There were two notable stories regarding EMS printed in the New York Post over this holiday weekend.
The first story ran Saturday about a motorcyclist who died after striking an ambulance that was responding to a call. The article is very scarce in details, so you can hardly draw a conclusion from it other than a man is dead and an ambulance was involved in the collision that killed him. From the story reported there is no evidence of recklessness although in the comments that assumption has already been made.
The second story ran on Monday about a man arrested for assaulting the EMTs who responded to his 911 call when his mother became ill. This article is also very scarce in details, but does provide the arrest record of the man who committed the assault and the fact that his mother suffered cardiac arrest and was not revived. From the story reported there is no evidence of instigation or a confrontation prior to the physical violence, and no real indication if the violence was prior or post pronouncement.

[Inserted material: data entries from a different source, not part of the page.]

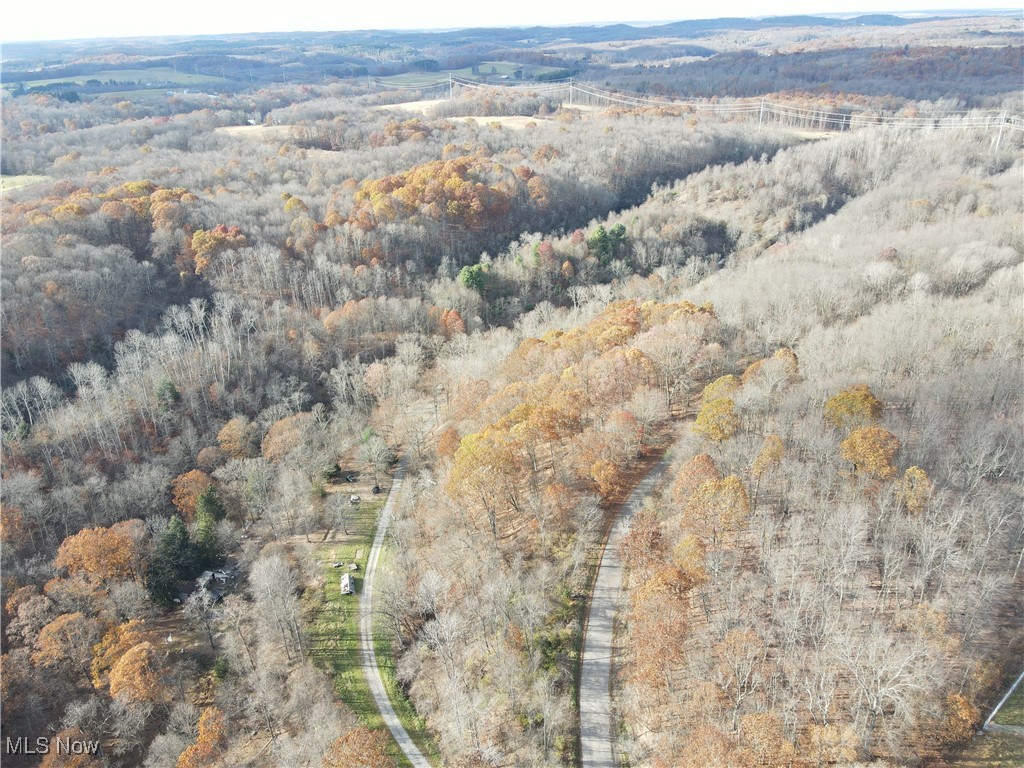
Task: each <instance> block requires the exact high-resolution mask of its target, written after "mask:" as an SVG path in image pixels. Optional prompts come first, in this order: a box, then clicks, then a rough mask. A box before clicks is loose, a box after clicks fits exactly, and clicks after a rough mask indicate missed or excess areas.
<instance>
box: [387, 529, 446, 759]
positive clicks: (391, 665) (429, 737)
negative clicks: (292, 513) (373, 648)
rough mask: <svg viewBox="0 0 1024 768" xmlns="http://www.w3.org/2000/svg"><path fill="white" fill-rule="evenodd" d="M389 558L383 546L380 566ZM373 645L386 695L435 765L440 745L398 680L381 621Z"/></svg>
mask: <svg viewBox="0 0 1024 768" xmlns="http://www.w3.org/2000/svg"><path fill="white" fill-rule="evenodd" d="M387 561H388V551H387V548H384V549H383V550H382V551H381V557H380V559H379V560H378V561H377V567H378V568H381V569H384V568H387ZM374 649H375V650H376V652H377V666H378V667H379V668H380V671H381V678H382V679H383V680H384V689H385V690H386V691H387V697H388V698H389V699H390V701H391V706H392V707H393V708H394V712H395V714H396V715H397V716H398V719H399V720H400V721H401V724H402V726H403V727H404V728H406V731H407V732H408V733H409V735H410V736H411V737H412V739H413V740H414V741H415V742H416V745H417V746H418V748H420V752H422V753H423V755H424V756H425V757H426V758H427V760H429V761H430V762H431V763H432V764H434V765H440V764H441V762H440V760H441V756H440V753H439V752H438V751H437V745H436V744H435V743H434V742H433V740H432V739H431V738H430V734H429V733H428V732H427V721H426V720H424V719H423V718H422V717H421V716H420V715H419V713H417V712H416V710H415V709H414V708H413V705H412V703H411V702H410V700H409V699H408V698H406V696H404V694H403V693H402V691H401V686H400V685H399V684H398V679H397V677H396V675H395V667H394V657H393V656H392V655H391V636H390V634H389V633H388V632H387V630H386V628H385V627H384V626H383V623H382V622H375V623H374Z"/></svg>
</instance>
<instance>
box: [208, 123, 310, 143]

So what can we learn from these stories? Here are 5 things that come to my mind:
- The media’s reach and ability to relay full accurate stories has been hampered through budget cuts from dwindling revenue
- People will jump to assumptions
- Unprofessional responses that have not been thoroughly contemplated can do more damage than good
- The vocal minority does not speak for the silent majority, although it sure does seem that way
- We need to be able to correct the incorrect assumptions and tell our own story
What do you think? Does the media do a good job when it comes to telling our story, or do we need to do it ourselves?